There are days when I feel like I’m no sooner starting something than someone — anyone — is asking me for something — anything. It might be a snack or a drink. It might be a password. It might be support on a project.
Sometimes, I can deal with these intrusions with grace. I have patience and forbearance. I am all about the “we” in “team” and the long game.
But, more often, there’s a loud sigh internally.
REALLLY? I wonder. AGAIN?!? I’m incapable of thinking in normal tones without all caps.
Will the interruptions be the death of me? Can I get anything done? Is there an end in sight?
So often, I make a plan. It starts as a list, informed by my goals for the week and the day.
That’s the secret to success, right?
And then, without fail, life, interrupted.
I spent the first decade of my motherhood frustrated by this. How else was I supposed to be reacting? Clearly, I wasn’t setting the right goals. Or I needed to double down.
It took me a while to reorient myself, to see the interruptions as redirections, to believe that the detour may, in fact, be the destination God had in mind for me.
And then, as my professional life has changed, it has taken me time to accept where that’s leading, in conjunction with my family life and other priorities our family faces.
But what is life if it’s not interrupted? What if I never faced interruptions?
What if my teen didn’t ask me what I thought about that book as I was getting ready to do dishes? What if my son didn’t want me to read to him at exactly the moment I’ve relaxed with a cozy blanket and my own book?
What if my colleague didn’t want my opinion on something that I end up finding interesting?

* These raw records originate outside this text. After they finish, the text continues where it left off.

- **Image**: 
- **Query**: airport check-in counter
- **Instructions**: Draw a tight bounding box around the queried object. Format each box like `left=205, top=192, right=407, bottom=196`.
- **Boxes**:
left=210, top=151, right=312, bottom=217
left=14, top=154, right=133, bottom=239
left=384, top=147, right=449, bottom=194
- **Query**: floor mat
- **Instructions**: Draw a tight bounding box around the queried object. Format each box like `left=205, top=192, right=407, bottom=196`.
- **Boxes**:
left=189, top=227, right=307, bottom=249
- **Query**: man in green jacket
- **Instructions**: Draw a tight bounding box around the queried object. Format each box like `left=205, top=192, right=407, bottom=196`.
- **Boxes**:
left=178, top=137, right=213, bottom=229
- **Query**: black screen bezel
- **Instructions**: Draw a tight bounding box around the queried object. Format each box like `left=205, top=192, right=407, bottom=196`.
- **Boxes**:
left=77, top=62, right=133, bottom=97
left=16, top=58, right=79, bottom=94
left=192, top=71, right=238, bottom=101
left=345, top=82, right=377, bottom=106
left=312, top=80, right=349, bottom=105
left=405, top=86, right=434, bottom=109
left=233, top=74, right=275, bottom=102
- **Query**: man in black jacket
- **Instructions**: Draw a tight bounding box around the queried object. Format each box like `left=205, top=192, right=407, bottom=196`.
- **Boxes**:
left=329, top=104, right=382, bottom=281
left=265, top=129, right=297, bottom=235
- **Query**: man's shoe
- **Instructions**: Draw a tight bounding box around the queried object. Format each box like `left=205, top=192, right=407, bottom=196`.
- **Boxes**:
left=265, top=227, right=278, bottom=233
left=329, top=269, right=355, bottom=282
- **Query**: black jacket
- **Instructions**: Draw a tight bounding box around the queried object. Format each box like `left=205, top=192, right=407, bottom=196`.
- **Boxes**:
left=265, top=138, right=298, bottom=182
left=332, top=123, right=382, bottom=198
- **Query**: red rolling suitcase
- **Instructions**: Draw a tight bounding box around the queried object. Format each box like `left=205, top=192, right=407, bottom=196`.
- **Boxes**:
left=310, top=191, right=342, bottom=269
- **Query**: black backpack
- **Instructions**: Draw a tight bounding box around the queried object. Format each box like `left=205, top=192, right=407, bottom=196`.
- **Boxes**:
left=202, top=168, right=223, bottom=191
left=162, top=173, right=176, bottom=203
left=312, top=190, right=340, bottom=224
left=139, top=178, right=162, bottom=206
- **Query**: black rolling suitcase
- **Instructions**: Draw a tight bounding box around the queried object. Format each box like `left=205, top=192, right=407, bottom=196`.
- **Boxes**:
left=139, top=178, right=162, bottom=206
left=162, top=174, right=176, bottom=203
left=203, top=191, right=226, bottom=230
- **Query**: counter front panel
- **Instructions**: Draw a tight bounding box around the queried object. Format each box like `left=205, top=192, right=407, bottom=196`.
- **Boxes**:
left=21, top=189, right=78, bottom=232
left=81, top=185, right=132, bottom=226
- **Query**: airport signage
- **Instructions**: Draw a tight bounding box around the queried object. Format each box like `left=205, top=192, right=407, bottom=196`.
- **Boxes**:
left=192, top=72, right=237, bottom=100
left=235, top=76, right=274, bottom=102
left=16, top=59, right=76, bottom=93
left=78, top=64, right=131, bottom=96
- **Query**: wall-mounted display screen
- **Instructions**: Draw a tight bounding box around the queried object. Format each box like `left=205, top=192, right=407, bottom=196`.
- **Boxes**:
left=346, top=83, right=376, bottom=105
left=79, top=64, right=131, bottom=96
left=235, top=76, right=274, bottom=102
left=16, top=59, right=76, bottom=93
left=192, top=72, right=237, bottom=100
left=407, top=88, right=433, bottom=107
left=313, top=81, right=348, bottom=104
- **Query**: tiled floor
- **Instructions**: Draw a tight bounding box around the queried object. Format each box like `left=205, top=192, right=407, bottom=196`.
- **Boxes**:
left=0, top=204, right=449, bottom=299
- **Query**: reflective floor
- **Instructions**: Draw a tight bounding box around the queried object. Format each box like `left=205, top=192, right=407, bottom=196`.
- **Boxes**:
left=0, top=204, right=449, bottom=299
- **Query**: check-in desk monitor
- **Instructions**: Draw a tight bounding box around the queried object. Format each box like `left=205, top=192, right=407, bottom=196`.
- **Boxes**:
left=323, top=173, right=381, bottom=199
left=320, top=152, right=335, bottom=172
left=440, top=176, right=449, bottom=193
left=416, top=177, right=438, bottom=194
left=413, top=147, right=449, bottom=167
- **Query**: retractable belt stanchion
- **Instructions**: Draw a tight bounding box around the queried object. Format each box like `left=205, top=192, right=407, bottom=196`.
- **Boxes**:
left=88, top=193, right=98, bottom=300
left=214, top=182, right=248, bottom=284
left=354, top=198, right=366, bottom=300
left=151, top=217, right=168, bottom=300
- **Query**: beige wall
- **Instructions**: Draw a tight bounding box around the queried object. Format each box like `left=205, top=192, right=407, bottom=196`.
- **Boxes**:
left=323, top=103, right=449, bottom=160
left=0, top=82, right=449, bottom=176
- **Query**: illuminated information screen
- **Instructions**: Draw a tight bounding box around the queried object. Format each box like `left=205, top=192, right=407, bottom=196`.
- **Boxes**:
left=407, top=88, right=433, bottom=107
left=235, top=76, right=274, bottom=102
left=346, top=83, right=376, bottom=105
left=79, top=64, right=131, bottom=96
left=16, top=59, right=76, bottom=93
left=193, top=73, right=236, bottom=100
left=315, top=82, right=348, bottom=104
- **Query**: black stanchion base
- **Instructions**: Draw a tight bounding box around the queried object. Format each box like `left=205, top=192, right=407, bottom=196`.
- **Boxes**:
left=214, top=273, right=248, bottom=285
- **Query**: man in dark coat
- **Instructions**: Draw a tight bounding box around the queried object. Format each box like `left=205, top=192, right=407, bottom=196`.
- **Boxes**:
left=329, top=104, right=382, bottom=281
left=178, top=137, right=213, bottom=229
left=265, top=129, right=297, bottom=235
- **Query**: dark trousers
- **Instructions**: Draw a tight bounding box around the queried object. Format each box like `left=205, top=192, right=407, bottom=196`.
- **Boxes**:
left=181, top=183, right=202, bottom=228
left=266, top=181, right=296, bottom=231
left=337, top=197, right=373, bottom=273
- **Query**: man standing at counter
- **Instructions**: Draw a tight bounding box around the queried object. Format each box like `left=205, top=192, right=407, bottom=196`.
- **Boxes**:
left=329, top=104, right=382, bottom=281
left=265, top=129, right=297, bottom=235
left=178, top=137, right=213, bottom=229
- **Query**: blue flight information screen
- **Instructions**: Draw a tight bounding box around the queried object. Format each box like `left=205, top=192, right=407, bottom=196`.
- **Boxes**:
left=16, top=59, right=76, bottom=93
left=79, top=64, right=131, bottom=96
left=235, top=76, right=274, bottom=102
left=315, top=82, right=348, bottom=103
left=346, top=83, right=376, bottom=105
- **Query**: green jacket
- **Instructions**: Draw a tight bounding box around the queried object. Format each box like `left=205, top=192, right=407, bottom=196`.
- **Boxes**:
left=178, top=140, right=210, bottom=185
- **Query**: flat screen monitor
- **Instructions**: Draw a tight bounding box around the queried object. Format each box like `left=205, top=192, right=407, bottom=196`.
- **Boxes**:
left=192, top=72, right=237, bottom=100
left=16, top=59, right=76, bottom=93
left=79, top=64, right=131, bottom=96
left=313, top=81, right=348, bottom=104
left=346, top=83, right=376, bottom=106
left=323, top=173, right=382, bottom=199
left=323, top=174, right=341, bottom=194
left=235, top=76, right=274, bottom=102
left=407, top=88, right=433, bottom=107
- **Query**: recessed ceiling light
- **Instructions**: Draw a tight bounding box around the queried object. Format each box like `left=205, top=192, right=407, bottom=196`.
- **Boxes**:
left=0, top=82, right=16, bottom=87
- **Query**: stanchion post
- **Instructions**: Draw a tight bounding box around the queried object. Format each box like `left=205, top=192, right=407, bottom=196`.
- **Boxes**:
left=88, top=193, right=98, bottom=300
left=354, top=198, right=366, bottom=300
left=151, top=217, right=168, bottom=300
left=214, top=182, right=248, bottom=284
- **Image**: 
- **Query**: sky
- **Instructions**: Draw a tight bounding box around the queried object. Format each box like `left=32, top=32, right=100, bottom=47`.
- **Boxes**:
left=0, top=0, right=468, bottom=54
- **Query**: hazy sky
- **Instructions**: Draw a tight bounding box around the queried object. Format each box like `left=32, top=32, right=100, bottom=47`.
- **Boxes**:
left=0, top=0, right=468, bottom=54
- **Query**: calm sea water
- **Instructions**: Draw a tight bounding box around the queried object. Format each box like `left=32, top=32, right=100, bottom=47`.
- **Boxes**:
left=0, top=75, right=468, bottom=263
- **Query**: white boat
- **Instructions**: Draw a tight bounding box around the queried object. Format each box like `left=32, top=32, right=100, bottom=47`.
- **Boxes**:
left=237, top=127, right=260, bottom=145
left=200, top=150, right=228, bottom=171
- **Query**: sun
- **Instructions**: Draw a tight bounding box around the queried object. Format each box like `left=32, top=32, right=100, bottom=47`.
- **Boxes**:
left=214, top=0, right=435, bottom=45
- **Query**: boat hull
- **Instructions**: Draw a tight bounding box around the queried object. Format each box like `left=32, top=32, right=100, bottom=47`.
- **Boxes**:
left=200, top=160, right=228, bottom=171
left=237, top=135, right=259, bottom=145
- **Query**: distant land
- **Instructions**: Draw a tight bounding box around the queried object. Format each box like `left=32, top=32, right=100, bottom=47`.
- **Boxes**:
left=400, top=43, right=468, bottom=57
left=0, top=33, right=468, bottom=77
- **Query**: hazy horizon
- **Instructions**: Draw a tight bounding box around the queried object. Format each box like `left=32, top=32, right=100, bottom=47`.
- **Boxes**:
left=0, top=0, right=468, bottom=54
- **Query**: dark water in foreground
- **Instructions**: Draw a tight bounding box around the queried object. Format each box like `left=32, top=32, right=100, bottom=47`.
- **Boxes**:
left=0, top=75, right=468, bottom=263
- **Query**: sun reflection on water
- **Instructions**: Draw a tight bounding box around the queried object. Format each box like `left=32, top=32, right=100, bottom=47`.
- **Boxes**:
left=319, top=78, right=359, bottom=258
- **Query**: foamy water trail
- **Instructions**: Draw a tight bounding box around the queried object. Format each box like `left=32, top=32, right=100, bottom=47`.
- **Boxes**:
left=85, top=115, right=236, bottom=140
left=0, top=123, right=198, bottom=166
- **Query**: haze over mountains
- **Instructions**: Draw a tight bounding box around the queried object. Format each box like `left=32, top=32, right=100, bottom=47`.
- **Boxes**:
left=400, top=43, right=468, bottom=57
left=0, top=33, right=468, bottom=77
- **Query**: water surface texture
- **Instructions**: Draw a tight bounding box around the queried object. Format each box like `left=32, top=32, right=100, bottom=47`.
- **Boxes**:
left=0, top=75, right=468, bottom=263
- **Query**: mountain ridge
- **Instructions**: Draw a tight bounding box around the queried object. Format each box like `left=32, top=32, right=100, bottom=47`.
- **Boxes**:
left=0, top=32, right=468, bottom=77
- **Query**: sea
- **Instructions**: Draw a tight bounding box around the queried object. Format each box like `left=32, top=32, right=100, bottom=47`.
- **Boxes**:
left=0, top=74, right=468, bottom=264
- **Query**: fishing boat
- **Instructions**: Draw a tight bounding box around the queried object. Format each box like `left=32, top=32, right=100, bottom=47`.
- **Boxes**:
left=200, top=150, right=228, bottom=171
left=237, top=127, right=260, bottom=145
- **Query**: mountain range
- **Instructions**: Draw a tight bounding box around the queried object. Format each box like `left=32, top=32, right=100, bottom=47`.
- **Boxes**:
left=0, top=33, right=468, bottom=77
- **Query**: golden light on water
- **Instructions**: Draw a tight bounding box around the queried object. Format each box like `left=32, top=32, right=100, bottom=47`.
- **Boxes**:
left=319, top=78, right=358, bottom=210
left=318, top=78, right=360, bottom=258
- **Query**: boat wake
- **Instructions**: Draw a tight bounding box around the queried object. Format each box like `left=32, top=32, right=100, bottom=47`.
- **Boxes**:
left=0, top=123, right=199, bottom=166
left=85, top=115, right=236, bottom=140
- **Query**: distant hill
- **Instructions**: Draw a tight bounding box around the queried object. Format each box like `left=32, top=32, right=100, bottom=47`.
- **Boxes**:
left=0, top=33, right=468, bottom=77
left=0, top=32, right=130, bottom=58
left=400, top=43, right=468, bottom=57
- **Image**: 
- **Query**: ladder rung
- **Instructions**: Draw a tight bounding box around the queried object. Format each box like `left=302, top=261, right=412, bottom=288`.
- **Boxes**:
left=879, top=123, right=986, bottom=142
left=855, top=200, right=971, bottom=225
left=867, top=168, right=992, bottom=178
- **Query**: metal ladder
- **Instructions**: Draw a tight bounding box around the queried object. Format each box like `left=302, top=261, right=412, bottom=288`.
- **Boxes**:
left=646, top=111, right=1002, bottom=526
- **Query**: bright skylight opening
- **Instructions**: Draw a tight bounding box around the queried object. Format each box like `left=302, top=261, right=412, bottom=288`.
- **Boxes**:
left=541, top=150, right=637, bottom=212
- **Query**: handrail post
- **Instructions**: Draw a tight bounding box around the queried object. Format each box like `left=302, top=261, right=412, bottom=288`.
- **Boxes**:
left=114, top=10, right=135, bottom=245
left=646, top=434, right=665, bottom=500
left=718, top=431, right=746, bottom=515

What if my boss didn’t call me to check in just as I was diving into something all-consuming?
What if I never said yes? How would that change the way those people in my life approached me? How would it color the way I thought of the interruptions?
At the same time, what if I never said no? What if I embraced the interruptions as unrecognized gifts, as chances to practice humility and cooperate with grace?
I don’t think I want it any other way.